Par un arrêt du 19 juin 2008, la 2ème chambre avait statué également dans le même sens (pourvoi 07-15343) à propos de l'effet interruptif d'un arrêt qui confirmait une ordonnance, alors même que le défendeur concerné n'avait pas été partie à la procédure d'appel.
Bien évidemment, encore faut-il que le juge ait fait droit à la demande. Ainsi, la décision qui rejette la demande de remplacement d'un expert n'est pas une cause d'interruption (Cass.Civ.2, 2 octobre 2008, pourvoi 07-17511).
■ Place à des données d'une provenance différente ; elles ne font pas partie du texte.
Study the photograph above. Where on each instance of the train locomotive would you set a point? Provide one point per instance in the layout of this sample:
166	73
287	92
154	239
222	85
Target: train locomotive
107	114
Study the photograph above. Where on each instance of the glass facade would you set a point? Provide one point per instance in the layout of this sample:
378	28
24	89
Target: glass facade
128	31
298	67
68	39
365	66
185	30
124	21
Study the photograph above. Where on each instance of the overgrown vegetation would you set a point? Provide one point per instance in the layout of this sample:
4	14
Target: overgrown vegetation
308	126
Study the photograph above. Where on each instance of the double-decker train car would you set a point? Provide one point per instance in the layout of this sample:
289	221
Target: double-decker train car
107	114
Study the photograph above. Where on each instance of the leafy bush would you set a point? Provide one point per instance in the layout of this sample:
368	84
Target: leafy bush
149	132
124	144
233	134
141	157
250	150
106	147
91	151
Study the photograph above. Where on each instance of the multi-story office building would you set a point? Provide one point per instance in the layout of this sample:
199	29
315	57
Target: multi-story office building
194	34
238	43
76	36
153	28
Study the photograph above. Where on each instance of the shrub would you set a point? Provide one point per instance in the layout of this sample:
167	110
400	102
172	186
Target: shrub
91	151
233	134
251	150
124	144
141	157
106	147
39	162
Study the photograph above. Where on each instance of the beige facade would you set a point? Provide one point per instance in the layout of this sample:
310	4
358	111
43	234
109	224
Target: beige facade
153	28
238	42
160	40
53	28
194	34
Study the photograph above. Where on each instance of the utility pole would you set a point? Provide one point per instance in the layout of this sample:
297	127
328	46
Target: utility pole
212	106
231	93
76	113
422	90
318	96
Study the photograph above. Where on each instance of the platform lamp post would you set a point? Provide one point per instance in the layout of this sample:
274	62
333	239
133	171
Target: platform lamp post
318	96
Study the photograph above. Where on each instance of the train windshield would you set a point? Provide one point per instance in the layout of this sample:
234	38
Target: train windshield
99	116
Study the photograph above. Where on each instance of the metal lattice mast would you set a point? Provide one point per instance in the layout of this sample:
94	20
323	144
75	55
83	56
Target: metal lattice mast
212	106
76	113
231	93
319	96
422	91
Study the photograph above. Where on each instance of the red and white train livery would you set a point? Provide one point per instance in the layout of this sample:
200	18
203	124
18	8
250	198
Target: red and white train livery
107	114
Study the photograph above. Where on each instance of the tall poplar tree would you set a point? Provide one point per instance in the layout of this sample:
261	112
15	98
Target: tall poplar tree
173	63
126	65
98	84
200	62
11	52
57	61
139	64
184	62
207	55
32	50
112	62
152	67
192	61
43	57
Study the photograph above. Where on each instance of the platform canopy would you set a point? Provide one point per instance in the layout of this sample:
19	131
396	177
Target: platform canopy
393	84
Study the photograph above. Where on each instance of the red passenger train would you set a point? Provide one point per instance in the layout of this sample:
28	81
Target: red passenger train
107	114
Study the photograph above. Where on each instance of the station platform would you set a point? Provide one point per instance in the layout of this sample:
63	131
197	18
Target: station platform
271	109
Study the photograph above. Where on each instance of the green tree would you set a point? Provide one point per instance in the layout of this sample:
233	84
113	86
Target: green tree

La Cour de Cassation a résolument décidé de mettre un terme à l'effet relatif des causes d'interruption de l'ancien article 2244 du code civil, dont s'inspire aujourd'hui l'article 2241.
Or, et c'est en ce sens que le législateur et la Cour régulatrice se sont rejoints, l'élément ratione personae n'a pas été repris dans la nouvelle rédaction.
Il paraît ainsi évident que le principe posé dès 2004 survivra à la réforme de 2008.